The things she did to me don't add up to someone who a normal person would fall for.  As we continued to get to know each other, I feel like she knows me far more than I know her, because I couldn't see what was coming.  When I looked for a fastball, she'd throw a changeup, and I would strike out.  I began losing all my friends.  They would tell me I was out of my mind for being so into her when she would treat me the way she did.  She would taunt me and humiliate me in front of them.  Sometimes it made me sad, most times I was oblivious, and perhaps choosing to be so.  I suppose that's  my inner defense mechanisms at work, shielding my heart from the truth.

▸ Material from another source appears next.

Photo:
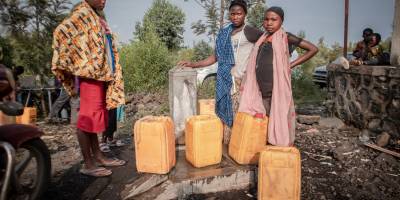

During the times we were apart from each other when we were broken up, I left the paintings of her I'd composed on my walls.  I'd find myself gazing at them with the pictures of our vacations with one another.  Our times at the beach together, or out of the city and into a small town where no one knew us, just so we could get away and feel that magical sense of newness once again.  Sometimes, getting away like that worked for us, and would reset our relationship.  Sometimes it didn't.

Today I can look back and see things a little bit more clearly, as I wait for her to come back to me.  I go through intervals of reality that suggest that I just might be insane to hold on yet again.  I would dream of her at night and wake up feeling that it was so very real, and I would suffer throughout the day because of it.  Every woman's face I would see would be hers.  Every song on the radio described how I felt.  It was like getting on a plane that could never land, destination nowhere.

And so I start another painting.  She's grasping her purse that she'd wanted so badly that I once bought her.  I envisioned her in one of her skirts, tights and snug tops, with her heels on, all decked out to attract.  I loved when she did that, so I had to make my own physical visual rendition of it.  I was taken aback at my own realization of what I'd already known, but didn't want to acknowledge.  I painted her walking into her favorite store with her purse I bought her, amongst other patrons, and shopping for another one.

I realized, I am that purse.  She has me, she's tired of me, and she wants another one.

But I am hers.  I'll wait until she wants me again.